Tuesday, January 16, 2007

T. F. Torrance on Baptism

The following is the "payoff paragraph" of TFT's essay entitled "The One Baptism Common to Christ and His Church," which can be found in Theology in Reconciliation. If I were granted one wish that I could spend on things of an academic nature, I would use it to find out how Barth would respond this this paragraph. I guess I'll ask once I get to the next life.
On the ground of what Christ has done for us and in accordance with his promise, we are presented before God as subjects of his saving activity, and are initiated into a mutual relation between the act of the Spirit and the response of faith. Faith arises as the gift of the Spirit, while it is through faith that we may continue to receive the Spirit, and it is in the Spirit that God continues to act creatively upon us, uniting us to Christ so that his atoning reconciliation bears fruit in us, and lifting us up to share in the very life and love of God, in the communion of the Father, the Son and the Holy Spirit. Baptism is thus not a sacrament of what we do but of what God has done for us in Jesus Christ, in whom he has bound himself to us and bound us to himself, before ever we could respond to him. But it is also the sacrament of what God now does in us by his Spirit, uniting us with Christ in his faithfulness and obedience to the Father and making that the ground of our faith. As an act done to us, baptism tells us that it is not upon our act of faith or on our own faithfulness that we rely, but upon Christ alone and his vicarious faithfulness; it also tells us that in the freedom of his Spirit God makes himself present to us and binds us creatively to himself in such marvelous ways that not only is faith called forth from us as our own spontaneous response to the grace of God in Christ, but it is undergirded and supported by Christ and enclosed with his own faithfulness, and thus grounded in the mutual relation between the incarnate Son and the heavenly Father.

2 comments:

GoobyNelly said...

"Baptism is thus not a sacrament of what we do but of what God has done for us in Jesus Christ in whom he has bound himself to us and bound us to himself, before ever we could respond to him."
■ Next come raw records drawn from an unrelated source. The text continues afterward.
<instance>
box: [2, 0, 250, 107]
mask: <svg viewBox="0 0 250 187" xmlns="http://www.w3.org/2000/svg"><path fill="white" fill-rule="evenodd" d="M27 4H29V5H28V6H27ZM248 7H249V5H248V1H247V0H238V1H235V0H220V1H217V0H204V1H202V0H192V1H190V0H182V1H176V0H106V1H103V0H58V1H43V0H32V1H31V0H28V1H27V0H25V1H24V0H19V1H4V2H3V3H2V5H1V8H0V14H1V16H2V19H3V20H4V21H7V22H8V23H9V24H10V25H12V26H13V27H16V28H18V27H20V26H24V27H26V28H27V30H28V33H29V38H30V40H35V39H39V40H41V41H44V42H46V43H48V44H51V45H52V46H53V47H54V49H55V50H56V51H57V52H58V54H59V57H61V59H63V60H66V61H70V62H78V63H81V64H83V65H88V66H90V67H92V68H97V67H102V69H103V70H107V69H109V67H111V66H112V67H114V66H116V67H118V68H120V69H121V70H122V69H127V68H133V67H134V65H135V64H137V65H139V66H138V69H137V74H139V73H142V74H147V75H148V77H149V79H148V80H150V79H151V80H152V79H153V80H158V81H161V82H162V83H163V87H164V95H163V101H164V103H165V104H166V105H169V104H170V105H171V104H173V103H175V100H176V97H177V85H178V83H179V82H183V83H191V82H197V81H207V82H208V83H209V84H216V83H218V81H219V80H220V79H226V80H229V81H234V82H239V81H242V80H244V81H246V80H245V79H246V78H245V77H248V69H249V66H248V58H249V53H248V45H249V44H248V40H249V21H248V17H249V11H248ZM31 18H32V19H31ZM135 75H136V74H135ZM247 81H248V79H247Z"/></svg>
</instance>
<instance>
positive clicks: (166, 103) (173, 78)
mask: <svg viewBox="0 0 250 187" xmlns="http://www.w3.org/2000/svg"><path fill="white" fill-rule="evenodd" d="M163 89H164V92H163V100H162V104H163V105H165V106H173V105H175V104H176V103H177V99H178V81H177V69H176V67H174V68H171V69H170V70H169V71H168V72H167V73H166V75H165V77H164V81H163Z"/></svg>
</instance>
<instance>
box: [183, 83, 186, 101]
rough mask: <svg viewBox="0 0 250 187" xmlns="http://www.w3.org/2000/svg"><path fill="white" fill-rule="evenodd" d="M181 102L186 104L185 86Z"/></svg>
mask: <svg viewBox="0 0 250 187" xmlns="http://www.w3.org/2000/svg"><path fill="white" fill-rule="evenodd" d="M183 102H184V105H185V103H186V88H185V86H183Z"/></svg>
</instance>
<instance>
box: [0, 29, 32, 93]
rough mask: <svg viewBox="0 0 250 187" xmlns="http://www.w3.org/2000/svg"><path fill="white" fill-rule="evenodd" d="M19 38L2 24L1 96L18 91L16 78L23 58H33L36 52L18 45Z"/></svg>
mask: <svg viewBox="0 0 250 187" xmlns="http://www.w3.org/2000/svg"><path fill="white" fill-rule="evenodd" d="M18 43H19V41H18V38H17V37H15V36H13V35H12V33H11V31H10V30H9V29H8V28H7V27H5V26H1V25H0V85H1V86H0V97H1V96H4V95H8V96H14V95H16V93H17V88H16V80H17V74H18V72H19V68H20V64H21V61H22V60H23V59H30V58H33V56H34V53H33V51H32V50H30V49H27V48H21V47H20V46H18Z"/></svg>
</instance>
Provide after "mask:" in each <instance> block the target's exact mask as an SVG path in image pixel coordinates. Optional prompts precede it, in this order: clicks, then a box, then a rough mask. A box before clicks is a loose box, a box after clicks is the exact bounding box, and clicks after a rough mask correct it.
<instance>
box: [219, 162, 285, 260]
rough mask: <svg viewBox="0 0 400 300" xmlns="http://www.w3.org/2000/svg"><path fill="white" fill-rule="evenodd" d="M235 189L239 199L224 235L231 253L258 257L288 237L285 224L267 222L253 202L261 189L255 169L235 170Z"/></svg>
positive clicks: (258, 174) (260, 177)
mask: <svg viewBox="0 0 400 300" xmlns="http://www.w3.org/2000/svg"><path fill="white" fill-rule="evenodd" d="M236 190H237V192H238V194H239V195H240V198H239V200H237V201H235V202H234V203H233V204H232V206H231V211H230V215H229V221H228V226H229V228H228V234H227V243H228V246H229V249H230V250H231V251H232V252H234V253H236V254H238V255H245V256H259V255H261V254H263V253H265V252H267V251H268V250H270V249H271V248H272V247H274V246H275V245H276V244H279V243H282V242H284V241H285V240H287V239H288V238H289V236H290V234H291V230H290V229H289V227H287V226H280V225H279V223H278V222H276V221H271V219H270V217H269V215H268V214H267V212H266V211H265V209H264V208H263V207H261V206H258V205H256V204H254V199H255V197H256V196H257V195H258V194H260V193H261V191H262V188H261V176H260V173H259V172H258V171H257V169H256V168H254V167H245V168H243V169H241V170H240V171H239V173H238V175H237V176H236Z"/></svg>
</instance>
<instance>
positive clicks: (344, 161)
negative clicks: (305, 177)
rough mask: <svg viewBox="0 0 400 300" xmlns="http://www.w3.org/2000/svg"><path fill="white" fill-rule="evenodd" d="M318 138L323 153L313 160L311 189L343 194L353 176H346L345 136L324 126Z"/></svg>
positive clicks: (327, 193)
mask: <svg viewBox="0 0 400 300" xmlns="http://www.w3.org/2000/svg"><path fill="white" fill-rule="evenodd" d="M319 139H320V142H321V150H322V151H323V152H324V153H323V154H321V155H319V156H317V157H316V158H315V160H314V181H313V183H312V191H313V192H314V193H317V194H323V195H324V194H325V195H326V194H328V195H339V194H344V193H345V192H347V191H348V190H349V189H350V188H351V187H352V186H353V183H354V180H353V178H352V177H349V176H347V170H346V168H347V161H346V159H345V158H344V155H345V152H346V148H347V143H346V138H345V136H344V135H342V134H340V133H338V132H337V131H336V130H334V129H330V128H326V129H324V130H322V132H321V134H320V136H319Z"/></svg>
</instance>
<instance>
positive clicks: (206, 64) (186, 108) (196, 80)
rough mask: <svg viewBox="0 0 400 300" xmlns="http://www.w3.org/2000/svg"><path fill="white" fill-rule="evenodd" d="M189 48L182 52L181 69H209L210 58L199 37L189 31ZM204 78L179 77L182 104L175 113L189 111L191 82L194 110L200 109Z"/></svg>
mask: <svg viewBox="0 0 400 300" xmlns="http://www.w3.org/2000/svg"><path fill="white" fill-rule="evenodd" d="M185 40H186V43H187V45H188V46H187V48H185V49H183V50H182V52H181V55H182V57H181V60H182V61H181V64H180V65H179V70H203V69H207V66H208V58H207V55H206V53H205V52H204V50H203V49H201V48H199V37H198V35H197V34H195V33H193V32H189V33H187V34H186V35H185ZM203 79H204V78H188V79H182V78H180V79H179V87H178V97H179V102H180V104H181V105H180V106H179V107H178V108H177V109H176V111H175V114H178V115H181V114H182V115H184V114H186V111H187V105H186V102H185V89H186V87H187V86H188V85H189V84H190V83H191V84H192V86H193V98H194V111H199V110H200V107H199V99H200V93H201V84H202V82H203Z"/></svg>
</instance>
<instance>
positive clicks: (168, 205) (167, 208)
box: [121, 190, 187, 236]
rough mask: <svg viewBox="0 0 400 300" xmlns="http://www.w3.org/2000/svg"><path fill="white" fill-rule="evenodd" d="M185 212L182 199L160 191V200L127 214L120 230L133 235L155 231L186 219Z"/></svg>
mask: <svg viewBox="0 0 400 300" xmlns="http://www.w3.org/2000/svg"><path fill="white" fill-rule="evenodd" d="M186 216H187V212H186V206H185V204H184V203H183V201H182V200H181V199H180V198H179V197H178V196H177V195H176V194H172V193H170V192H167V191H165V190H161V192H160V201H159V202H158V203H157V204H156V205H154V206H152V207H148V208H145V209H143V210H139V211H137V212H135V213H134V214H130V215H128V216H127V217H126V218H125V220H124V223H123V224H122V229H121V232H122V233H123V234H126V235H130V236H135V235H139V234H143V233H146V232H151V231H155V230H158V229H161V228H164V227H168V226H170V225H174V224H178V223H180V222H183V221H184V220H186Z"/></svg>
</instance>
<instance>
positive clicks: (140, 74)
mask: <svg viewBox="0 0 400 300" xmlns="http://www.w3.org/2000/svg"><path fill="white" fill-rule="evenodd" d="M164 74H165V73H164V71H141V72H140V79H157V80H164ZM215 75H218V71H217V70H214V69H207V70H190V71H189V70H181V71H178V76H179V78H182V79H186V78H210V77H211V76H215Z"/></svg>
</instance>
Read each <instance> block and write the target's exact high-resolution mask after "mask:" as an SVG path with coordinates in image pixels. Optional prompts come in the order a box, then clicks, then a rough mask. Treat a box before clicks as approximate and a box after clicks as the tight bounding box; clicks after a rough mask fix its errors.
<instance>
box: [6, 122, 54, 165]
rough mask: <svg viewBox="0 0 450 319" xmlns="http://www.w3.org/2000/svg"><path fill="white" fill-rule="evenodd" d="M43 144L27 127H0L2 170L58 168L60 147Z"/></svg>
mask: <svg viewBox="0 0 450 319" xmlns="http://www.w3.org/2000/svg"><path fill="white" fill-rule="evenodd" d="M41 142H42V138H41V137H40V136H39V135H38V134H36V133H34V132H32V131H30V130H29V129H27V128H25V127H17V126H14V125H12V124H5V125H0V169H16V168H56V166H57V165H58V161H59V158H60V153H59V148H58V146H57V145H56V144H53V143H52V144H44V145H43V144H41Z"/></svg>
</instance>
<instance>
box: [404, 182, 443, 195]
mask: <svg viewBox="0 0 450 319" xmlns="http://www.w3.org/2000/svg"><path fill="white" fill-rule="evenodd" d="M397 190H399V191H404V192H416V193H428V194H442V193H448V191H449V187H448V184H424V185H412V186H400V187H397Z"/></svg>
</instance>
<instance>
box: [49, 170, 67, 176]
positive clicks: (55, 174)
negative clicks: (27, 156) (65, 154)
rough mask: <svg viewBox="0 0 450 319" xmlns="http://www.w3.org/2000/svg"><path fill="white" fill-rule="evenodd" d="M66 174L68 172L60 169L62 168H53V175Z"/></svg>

So if I get this right, baptism is not about us - meaning, it does not declare anything about us except by telling us who we are in Christ according to what has been done for us.

Is there some sense in which Torrance would allow for human agency in baptism, such that it is not a reliance upon ourselves but an actual reliance upon God's saving act?

Is this act of reliance something that we must play some part in? Or is it already done for us?

I suppose I need to ask where the language and anxiety about agency stems from in the first place. I'm trying to understand the actual practice of the sacrament in light of what is happening (metaphysically?) in it.

WTM said...

Torrance is trying to get around Barth in this material (TFT gives a very quick critique of Barth on baptism in this article). The anxiety about human agency in baptism has to do with not wanting to subscribe any power of mediating grace to the human activity in baptism. The focus on everything in the proper sense being taken care of by Christ is an effort to remove human activity from salvation.

Christ accomplished both movements, mediating God’s activity toward us and our activity toward God, fully and finally expressing both.

Torrance speaks of a “dimension of depth” involved (Hunsinger has an article on these matters with this phrase in the title). At the deepest level, baptism takes place in Christ. Then, the church is baptized into Christ’s baptism. Then, the individual is baptized into the church into Christ’s baptism. But, it is Christ’s baptism that is the baptism that accomplishes something salvific.

By our baptism into Christ’s baptism, we are included in the vicarious obedience of Christ and are adopted as God’s children, etc.

This does not rule out human activity on our side – we still present ourselves to be baptized, etc. But, our human activity is taken up and made part of Christ’s activity. Or, our human activity becomes grounded in Christ.

I happen to think that Torrance is onto something with all this. But, you’ll have to wait on my thesis (and maybe my dissertation!) to hear more about this in any kind of cogent fashion.